Francis Oughterson BrownBMJ 2007; 335 doi: https://doi.org/10.1136/bmj.39351.690035.BE (Published 04 October 2007) Cite this as: BMJ 2007;335:727
- Colin Brown
Francis Brown grew up in Greenock and in the West End of Glasgow, and was educated at Kelvinside Academy and Loretto School. In 1940 he went to Gonville and Caius College, Cambridge, then returned to Glasgow for the final MB, qualifying in 1945. After only six months as a house surgeon, he was called up to the Royal Army Medical Corps, and was posted to Egypt and Palestine as regimental medical officer for the King's Own Scottish Borderers, and then in Cyprus for the South Wales Borderers.
He had a fascinating time in the multinational chaos of the post-war Middle East, from the smells of Cairo to the drama of Jerusalem. Military life was not helped by regulations, which he would work around in the health interests of the men—for example, converting Sick Parade into individual appointments, presenting the Sick Report in verse, using individual needles, or installing “Privacy for privates' privates” (hessian screens that eliminated sickness absence due to constipation). And it could also be civilised, with officers' quarters with playing and recordings of classical music, formal balls, and Burns' nights. In Palestine the atrocities of the Irgun left a lasting impression, as did the suffering of the Jewish refugees whom British forces had to police under the UN mandate.

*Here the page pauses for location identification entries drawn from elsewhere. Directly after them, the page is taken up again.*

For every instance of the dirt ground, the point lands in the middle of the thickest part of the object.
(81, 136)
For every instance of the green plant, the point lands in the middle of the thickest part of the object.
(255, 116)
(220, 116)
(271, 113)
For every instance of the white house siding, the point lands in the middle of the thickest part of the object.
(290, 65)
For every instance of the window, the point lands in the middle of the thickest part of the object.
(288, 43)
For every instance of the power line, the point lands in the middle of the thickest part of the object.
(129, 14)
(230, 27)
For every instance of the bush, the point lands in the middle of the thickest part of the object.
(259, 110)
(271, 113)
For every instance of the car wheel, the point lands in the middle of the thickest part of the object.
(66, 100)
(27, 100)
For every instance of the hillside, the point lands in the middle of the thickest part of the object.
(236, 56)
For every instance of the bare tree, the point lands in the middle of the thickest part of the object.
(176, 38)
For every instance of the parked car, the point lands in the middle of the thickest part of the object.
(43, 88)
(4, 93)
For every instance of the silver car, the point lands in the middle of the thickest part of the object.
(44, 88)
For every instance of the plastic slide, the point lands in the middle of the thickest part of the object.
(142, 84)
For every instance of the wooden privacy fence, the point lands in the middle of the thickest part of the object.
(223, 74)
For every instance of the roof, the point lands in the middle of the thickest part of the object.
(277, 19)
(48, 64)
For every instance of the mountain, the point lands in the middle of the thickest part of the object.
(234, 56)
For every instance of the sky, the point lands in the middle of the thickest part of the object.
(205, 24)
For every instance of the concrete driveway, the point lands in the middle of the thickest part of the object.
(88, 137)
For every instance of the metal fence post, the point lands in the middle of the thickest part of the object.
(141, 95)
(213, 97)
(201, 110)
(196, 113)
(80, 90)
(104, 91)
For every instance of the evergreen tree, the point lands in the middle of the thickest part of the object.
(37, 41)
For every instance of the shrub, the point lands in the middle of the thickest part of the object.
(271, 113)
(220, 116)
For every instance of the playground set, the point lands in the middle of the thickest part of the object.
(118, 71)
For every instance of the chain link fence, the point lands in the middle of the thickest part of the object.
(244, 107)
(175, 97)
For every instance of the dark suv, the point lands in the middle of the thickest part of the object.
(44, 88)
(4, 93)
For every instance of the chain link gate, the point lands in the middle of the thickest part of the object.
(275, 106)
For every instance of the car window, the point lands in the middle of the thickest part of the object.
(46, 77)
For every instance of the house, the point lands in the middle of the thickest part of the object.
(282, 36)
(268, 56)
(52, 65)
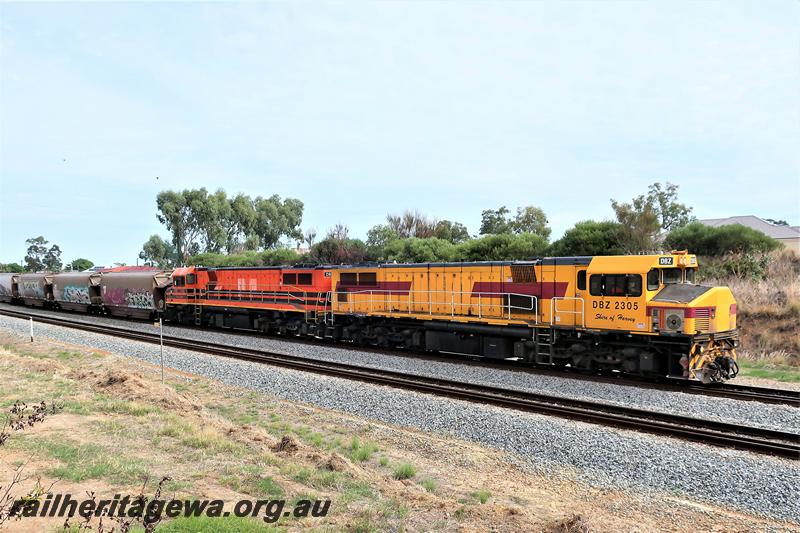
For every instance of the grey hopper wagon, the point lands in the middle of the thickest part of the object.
(35, 289)
(134, 294)
(9, 288)
(77, 291)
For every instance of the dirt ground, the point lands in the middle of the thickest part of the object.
(118, 426)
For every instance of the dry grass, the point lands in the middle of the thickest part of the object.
(769, 310)
(778, 294)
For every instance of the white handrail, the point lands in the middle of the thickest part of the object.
(388, 304)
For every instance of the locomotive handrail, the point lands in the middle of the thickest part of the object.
(554, 310)
(388, 303)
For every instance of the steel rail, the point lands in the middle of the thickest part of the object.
(711, 432)
(727, 390)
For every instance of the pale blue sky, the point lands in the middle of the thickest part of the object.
(360, 109)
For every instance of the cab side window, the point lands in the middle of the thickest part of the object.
(652, 280)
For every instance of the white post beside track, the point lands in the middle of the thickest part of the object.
(161, 339)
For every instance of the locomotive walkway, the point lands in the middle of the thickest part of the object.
(710, 432)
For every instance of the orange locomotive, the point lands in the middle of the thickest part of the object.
(641, 315)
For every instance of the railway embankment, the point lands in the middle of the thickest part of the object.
(465, 465)
(767, 290)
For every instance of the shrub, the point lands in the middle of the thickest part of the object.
(404, 471)
(589, 238)
(278, 256)
(706, 240)
(429, 485)
(503, 247)
(414, 250)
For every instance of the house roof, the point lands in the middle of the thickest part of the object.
(776, 232)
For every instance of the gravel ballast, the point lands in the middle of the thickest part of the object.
(780, 417)
(598, 456)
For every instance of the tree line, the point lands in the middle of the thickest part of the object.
(217, 230)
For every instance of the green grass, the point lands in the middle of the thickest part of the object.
(88, 461)
(482, 495)
(404, 471)
(766, 370)
(249, 482)
(211, 441)
(362, 451)
(205, 524)
(356, 491)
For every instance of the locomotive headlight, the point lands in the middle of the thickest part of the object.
(674, 322)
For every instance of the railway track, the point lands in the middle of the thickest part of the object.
(710, 432)
(732, 391)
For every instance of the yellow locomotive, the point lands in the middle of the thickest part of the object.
(641, 314)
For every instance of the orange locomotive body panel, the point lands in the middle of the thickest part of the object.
(496, 292)
(268, 288)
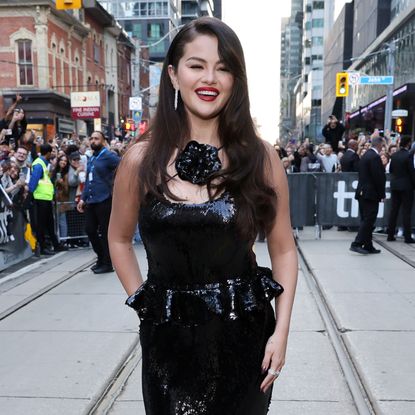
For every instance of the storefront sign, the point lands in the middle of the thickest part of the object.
(85, 105)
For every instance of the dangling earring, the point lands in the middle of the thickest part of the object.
(176, 98)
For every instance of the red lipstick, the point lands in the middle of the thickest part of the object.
(207, 93)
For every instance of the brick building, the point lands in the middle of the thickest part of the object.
(45, 54)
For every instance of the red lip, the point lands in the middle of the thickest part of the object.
(207, 93)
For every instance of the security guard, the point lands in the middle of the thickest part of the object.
(42, 191)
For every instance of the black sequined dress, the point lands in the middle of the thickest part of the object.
(205, 311)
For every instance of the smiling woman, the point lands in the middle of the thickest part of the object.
(201, 184)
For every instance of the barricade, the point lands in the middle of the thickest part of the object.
(69, 223)
(328, 199)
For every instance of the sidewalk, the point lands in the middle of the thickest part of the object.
(373, 300)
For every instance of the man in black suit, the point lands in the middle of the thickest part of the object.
(350, 160)
(402, 189)
(333, 132)
(370, 191)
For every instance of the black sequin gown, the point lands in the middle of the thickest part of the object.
(205, 311)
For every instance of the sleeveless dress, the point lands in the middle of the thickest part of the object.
(205, 311)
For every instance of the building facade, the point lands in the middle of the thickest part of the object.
(367, 102)
(192, 9)
(338, 48)
(290, 68)
(154, 23)
(317, 22)
(47, 54)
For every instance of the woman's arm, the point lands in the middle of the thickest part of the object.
(124, 218)
(283, 255)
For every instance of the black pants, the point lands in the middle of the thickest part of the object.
(368, 210)
(44, 223)
(400, 198)
(97, 221)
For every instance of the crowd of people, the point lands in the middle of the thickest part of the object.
(395, 154)
(66, 160)
(24, 156)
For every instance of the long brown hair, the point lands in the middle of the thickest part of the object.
(244, 175)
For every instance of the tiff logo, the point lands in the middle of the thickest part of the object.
(347, 206)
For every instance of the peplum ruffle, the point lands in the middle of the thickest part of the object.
(198, 303)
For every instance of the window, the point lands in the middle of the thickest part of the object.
(155, 30)
(137, 30)
(317, 41)
(318, 22)
(318, 4)
(24, 52)
(96, 53)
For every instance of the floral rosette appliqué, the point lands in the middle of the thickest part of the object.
(197, 162)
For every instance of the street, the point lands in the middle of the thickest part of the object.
(73, 348)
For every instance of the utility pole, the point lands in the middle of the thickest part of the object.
(389, 94)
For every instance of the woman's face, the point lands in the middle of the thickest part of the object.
(204, 82)
(63, 162)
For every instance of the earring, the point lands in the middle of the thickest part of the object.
(176, 98)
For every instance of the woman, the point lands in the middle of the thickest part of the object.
(209, 338)
(60, 179)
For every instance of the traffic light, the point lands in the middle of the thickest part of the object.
(342, 84)
(399, 125)
(68, 4)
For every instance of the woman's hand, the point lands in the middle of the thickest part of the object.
(274, 359)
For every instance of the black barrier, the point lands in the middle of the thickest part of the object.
(330, 196)
(302, 199)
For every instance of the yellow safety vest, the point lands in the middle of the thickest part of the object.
(44, 189)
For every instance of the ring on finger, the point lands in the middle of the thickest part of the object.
(273, 372)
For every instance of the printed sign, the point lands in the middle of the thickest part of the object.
(136, 104)
(85, 105)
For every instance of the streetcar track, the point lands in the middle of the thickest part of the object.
(393, 251)
(42, 291)
(361, 395)
(107, 396)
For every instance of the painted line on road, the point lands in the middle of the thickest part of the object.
(360, 394)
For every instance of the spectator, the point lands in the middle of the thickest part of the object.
(402, 190)
(310, 163)
(350, 160)
(298, 157)
(333, 132)
(328, 159)
(20, 158)
(60, 180)
(97, 198)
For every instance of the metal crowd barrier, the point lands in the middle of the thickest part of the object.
(69, 219)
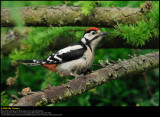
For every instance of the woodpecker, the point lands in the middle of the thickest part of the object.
(75, 59)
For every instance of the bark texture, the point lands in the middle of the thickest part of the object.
(71, 16)
(13, 40)
(78, 86)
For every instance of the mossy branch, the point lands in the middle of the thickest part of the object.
(78, 86)
(72, 16)
(13, 40)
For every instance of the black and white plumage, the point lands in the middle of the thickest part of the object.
(75, 59)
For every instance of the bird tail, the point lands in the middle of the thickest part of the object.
(31, 62)
(51, 67)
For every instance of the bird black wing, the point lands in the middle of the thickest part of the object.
(67, 54)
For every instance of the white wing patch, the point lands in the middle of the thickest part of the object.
(62, 51)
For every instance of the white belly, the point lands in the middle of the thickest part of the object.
(76, 67)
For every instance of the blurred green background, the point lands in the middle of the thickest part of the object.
(138, 90)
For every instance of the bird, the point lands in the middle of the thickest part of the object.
(73, 60)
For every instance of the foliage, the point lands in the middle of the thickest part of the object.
(40, 42)
(137, 34)
(4, 99)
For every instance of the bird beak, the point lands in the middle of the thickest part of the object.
(103, 33)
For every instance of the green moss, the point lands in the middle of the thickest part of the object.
(137, 34)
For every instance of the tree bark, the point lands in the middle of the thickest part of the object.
(78, 86)
(13, 40)
(71, 16)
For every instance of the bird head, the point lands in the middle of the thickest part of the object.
(92, 36)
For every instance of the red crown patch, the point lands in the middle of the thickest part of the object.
(92, 28)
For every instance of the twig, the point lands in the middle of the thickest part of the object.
(80, 85)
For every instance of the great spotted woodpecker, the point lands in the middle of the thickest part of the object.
(75, 59)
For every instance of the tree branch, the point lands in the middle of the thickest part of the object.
(78, 86)
(13, 40)
(71, 16)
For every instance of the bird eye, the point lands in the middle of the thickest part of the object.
(93, 33)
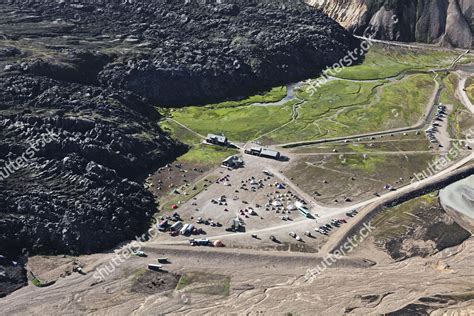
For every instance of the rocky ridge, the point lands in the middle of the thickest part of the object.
(443, 22)
(78, 85)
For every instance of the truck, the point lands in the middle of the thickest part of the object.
(187, 229)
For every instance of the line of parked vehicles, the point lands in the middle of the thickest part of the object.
(326, 229)
(440, 115)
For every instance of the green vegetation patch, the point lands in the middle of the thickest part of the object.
(384, 62)
(198, 154)
(344, 108)
(470, 89)
(204, 283)
(240, 123)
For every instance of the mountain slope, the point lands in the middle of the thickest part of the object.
(444, 22)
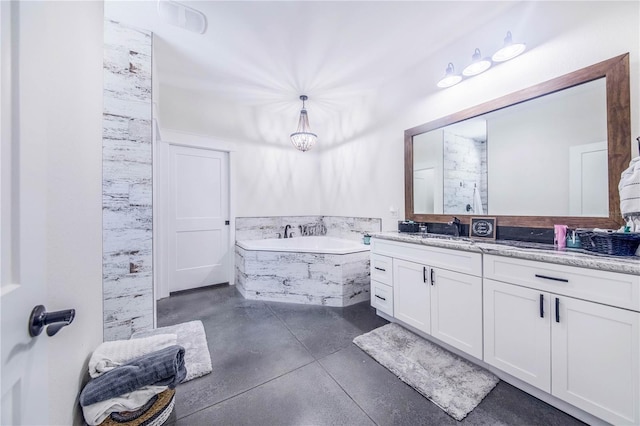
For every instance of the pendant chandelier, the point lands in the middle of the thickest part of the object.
(303, 138)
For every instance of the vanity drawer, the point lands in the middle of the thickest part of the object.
(381, 269)
(382, 297)
(610, 288)
(465, 262)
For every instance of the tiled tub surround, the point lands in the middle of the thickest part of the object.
(126, 182)
(348, 228)
(309, 270)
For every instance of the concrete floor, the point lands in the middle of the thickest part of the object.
(287, 364)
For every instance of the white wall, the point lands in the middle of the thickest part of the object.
(363, 175)
(66, 47)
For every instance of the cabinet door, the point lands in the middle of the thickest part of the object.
(456, 310)
(517, 332)
(596, 365)
(382, 297)
(411, 294)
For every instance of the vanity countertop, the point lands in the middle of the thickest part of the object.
(523, 250)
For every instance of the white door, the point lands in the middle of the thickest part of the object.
(456, 310)
(517, 335)
(411, 294)
(198, 204)
(23, 368)
(588, 180)
(596, 360)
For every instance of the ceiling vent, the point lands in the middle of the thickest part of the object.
(182, 16)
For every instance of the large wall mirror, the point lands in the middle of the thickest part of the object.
(548, 154)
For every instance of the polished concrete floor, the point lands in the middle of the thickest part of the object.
(287, 364)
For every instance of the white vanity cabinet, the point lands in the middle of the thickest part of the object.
(572, 332)
(437, 291)
(381, 283)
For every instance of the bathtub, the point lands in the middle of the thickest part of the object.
(312, 270)
(327, 245)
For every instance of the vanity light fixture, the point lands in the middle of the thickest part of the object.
(303, 138)
(450, 77)
(478, 64)
(510, 49)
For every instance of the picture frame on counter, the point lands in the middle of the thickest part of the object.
(482, 228)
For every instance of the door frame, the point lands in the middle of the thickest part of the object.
(163, 140)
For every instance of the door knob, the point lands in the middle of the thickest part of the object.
(40, 318)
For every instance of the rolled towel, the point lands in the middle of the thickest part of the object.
(110, 355)
(94, 414)
(160, 368)
(629, 188)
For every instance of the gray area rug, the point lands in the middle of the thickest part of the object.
(452, 383)
(192, 337)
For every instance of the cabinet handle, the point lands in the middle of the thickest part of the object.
(546, 277)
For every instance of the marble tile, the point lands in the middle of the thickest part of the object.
(349, 228)
(127, 182)
(309, 278)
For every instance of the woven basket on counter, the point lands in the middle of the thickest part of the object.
(611, 243)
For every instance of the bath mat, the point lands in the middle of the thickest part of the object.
(192, 337)
(452, 383)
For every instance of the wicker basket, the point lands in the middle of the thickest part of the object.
(611, 243)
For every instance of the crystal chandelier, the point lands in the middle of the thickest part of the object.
(303, 138)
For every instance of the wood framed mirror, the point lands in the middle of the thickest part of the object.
(610, 77)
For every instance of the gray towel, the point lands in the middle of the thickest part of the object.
(164, 367)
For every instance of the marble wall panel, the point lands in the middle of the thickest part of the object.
(350, 228)
(127, 182)
(309, 278)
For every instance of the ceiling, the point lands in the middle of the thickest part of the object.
(346, 56)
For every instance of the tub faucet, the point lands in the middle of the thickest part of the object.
(455, 222)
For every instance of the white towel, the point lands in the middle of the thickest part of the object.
(629, 188)
(477, 201)
(109, 355)
(95, 414)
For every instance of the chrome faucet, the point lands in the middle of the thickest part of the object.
(455, 222)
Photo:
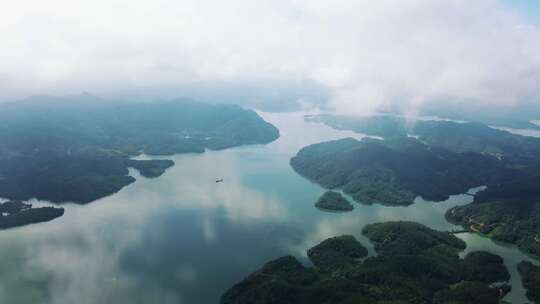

After demobilisation in 1948 he returned to Glasgow as registrar at the Western and at Victoria Infirmary, where he had the misfortune to admit his own father with fatal injuries. He then trained in diagnostic radiology and was appointed in 1959 as consultant to Stirling and the neighbouring hospitals of Alloa and Falkirk. Here he led the department, sometimes working single handed, and served on the hospital board and on Forth Valley Health Board. He enjoyed the variety of work in providing a general diagnostic support service for the various specialties, and the personal contact with patients for the invasive investigations performed in those years before digital imaging took over. He also helped to train a series of young foreign doctors, and in 1969 spent three months in Sierra Leone as the only radiologist there.
In 1951 he married Betty Wylie, and those years in the West End of Glasgow of the 1950s were their heyday. He was early in the post-war queues to get a car, and they enjoyed that era of dances, dresses, tailored suits, and trams with their many friends. They moved to Bridge of Allan in 1959 with their children Colin and Anne, then on his retiral in 1983 to Auchterarder. He enjoyed going fishing, and was a keen pianist.
Latterly he developed dermatomyositis. An initial professional intrigue at this rare illness soon vanished with progressive muscle wasting, aggravated by blindness due to macular degeneration, and he died peacefully at St Margaret's Hospital close to his home in Auchterarder, leaving his wife, Betty; children, Colin and Anne; and four grandchildren.
Former consultant radiologist Stirling Royal Infirmary (b 1921; q Cambridge/Glasgow 1945; MA, FRFPS Glas, DMRD Eng, FRCP, FRCR), died from dermatomyositis on 16 May 2007.